Sophia stood up then. "Okay then," she said. "I'll do it."
Danny tilted his head. "Do what?" he asked.
Sophia gave him a grin that looked almost carefree. "Go out there and be the biggest damn hero you've ever seen."
She walked around the table and stood in front of Taylor. "I'll do it," she said softly. "For you. I'll prove I can be better. That I can change."
Stretching up on tiptoe, she kissed Taylor softly on the lips, a gentle peck. "You'll see," she said. "Just watch."
She turned to walk out of the room. Danny started to his feet. "I'll drive you back home –"
Sophia shook her head. "Thanks, but I can bus it.

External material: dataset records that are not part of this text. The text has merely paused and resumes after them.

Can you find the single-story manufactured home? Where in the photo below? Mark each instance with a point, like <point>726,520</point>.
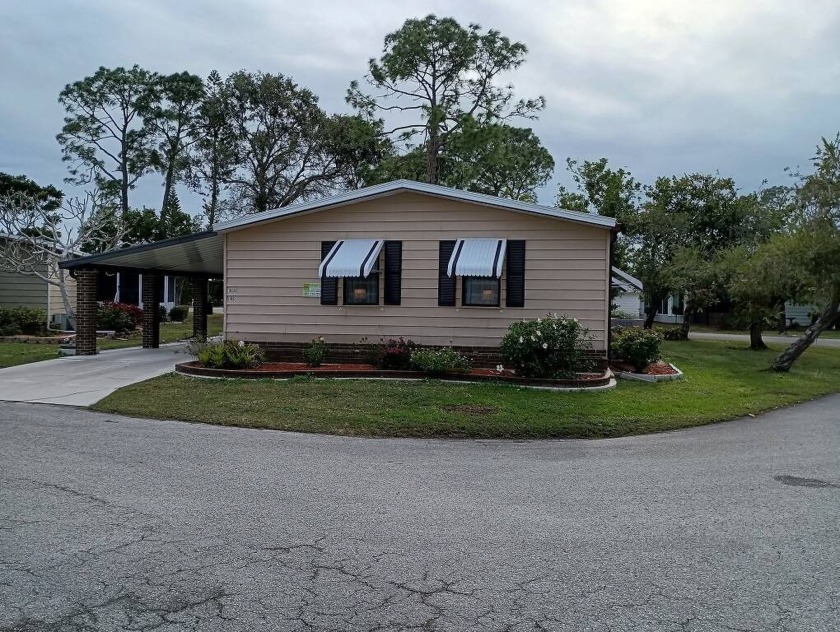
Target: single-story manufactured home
<point>436,265</point>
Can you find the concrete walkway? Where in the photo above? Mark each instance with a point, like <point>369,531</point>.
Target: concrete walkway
<point>784,340</point>
<point>84,380</point>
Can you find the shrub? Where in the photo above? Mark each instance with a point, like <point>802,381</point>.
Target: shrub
<point>227,355</point>
<point>120,317</point>
<point>178,313</point>
<point>549,347</point>
<point>396,354</point>
<point>439,361</point>
<point>316,352</point>
<point>639,347</point>
<point>22,320</point>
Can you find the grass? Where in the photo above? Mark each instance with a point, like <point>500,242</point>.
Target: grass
<point>14,353</point>
<point>723,381</point>
<point>790,333</point>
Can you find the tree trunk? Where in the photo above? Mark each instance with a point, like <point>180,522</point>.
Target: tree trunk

I need the time to think, anyway."
She went out through the front hall. Taylor followed her, at a distance. At the front door, Sophia turned and looked back.
"The movie was fun, wasn't it?" she said, with a sad smile.
"Yeah," agree Taylor. "The movie was fun."
"Well, I'll see you around."
Taylor nodded. "See you around."
The door closed behind Sophia. Taylor stood there, wanting to dash out, grab her, take her back. Knowing that she couldn't.
She turned and went back into the kitchen. Danny was still standing there.
"Are you going to be okay, Taylor?" he asked quietly.
"I don't know, Dad," she said. "I really don't know."